D’entrée, la Société Essakane est appelée à la barre. Et c’est le chargé de traitement de données de Essakane, Haitey Merhy qui a ouvert le bal des discussions. Il a été soumis à l’interrogatoire du parquet. « Quel était votre rôle à la phase des pesées ? », a interrogé le parquet. « Mon rôle c’est de superviser les gens qui font le travail », lance-t-il.
« Pour la cargaison de 2018, est-ce que selon vous cette cargaison remplissait les conditions ? », ajoute le parquet. « Pour moi tout est respecté, il y a des gens qui contrôlent, donc tout est respecté », a-t-il rétorqué.
Ce qui est mentionné dans le PV dit que vous avez pris part à toutes les procédures, or en réalité ce n’était pas le cas. « Oui, mais il y a le relais, je n’étais pas présent, à chaque fois, on se relevait », a-t-il soutenu.
Après ces discussions, c’est Blandine Kaboré, directrice pays de Essakane, qui est passée à la barre.
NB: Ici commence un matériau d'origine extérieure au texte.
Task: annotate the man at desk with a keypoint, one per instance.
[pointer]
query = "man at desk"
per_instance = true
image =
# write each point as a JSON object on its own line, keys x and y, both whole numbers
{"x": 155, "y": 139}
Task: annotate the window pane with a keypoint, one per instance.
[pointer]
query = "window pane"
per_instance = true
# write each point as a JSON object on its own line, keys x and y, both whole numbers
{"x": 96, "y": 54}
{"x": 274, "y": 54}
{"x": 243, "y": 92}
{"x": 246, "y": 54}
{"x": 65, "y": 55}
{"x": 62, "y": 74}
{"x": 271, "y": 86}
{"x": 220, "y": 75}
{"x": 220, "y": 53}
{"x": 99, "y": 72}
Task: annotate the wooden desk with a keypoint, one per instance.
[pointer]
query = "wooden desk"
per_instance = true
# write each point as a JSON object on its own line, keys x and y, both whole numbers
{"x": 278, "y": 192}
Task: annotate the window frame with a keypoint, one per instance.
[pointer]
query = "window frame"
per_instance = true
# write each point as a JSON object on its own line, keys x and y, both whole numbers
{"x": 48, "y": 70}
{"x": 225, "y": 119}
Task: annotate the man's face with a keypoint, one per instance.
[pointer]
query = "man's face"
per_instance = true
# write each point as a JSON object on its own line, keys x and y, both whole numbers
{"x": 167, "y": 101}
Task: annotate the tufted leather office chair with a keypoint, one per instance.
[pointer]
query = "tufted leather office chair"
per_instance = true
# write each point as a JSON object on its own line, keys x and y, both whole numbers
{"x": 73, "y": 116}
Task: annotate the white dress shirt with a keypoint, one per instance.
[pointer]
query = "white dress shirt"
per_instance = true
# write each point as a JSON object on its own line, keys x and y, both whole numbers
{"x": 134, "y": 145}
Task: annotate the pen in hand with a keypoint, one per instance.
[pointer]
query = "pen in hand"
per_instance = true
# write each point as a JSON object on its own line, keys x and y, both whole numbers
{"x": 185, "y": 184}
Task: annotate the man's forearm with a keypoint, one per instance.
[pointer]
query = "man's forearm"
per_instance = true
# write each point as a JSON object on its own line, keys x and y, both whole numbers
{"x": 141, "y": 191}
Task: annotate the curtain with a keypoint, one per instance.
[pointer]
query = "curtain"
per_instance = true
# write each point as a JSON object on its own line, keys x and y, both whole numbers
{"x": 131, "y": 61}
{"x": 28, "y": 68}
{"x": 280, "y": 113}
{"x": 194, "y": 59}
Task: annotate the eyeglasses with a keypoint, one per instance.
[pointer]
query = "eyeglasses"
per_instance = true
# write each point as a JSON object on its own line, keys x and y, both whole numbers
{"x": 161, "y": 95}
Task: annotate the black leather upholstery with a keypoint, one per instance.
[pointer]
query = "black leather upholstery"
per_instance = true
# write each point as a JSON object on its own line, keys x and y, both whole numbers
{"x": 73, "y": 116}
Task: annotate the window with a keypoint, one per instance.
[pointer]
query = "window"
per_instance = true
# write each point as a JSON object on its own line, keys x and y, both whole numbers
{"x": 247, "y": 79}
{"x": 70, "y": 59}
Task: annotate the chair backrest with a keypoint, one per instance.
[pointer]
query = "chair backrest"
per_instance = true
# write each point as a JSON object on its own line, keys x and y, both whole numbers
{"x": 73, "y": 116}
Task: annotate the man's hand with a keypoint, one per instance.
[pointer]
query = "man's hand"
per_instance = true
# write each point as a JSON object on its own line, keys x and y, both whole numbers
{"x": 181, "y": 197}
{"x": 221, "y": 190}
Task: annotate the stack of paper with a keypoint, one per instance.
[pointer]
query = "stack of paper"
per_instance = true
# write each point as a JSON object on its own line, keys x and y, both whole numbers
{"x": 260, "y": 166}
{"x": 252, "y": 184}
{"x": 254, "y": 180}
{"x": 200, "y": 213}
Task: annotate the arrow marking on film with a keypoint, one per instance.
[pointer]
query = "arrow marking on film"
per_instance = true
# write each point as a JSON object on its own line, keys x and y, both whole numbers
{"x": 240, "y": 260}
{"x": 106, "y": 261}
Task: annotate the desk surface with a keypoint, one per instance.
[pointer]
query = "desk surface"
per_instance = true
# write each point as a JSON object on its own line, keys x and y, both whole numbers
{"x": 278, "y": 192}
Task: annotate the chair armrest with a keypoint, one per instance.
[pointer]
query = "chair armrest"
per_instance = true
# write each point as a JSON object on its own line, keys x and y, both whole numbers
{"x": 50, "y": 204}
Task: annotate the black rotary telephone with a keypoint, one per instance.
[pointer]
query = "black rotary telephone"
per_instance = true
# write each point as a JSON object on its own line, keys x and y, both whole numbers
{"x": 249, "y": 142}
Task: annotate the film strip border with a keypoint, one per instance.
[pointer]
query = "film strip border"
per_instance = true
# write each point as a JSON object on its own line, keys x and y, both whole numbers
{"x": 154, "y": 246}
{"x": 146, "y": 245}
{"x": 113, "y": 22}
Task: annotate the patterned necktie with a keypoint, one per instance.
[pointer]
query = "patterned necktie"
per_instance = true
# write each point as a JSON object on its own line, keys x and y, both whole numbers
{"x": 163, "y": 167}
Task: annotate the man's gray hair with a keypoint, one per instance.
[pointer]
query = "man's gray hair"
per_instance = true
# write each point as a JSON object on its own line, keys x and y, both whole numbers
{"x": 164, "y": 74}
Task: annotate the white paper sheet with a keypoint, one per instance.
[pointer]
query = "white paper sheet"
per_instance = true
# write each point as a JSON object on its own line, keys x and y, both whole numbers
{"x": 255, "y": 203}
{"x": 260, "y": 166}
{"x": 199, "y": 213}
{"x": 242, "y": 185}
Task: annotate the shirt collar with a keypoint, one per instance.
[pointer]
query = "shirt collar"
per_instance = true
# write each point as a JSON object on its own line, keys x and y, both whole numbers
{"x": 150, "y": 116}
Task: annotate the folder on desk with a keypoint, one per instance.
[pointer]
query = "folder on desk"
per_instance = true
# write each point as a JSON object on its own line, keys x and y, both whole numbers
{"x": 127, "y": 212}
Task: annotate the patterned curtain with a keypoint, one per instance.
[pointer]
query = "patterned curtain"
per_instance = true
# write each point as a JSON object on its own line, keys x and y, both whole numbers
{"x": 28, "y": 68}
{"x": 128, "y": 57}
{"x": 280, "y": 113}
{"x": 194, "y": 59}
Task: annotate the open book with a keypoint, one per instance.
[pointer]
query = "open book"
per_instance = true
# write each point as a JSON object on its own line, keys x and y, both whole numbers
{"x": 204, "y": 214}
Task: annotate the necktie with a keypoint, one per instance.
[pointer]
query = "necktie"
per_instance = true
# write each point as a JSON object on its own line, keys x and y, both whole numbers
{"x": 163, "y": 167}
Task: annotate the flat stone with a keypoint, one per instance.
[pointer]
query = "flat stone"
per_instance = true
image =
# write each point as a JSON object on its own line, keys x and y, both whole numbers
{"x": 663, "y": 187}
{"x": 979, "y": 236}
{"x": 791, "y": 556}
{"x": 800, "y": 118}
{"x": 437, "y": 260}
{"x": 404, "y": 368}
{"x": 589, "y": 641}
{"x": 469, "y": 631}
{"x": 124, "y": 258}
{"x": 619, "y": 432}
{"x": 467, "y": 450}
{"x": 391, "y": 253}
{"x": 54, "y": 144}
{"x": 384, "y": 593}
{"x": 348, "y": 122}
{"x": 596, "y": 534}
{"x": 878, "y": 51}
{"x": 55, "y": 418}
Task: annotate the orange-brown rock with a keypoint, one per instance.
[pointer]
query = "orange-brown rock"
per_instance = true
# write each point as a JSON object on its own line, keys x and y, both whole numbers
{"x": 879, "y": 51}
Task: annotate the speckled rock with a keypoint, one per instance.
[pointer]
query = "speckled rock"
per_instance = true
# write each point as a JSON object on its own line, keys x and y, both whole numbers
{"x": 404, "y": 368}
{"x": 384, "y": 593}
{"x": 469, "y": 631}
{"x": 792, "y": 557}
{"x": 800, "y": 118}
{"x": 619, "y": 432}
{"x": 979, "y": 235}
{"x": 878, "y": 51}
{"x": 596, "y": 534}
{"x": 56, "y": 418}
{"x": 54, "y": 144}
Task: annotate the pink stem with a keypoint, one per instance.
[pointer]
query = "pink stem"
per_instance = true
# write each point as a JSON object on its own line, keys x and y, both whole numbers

Le tribunal l’a questionnée sur la définition du colisage. « Le colisage pour l’or c’est la mise en caisse.
Pour le charbon fin. C’est faire peser les sacs et les charger dans les conteneurs », a-t-elle envoyé comme réponse. Et d’ajouter que le colisage et la pesée doivent se faire en présence des agents de l’administration. L’audience se poursuit le 14 décembre 2023.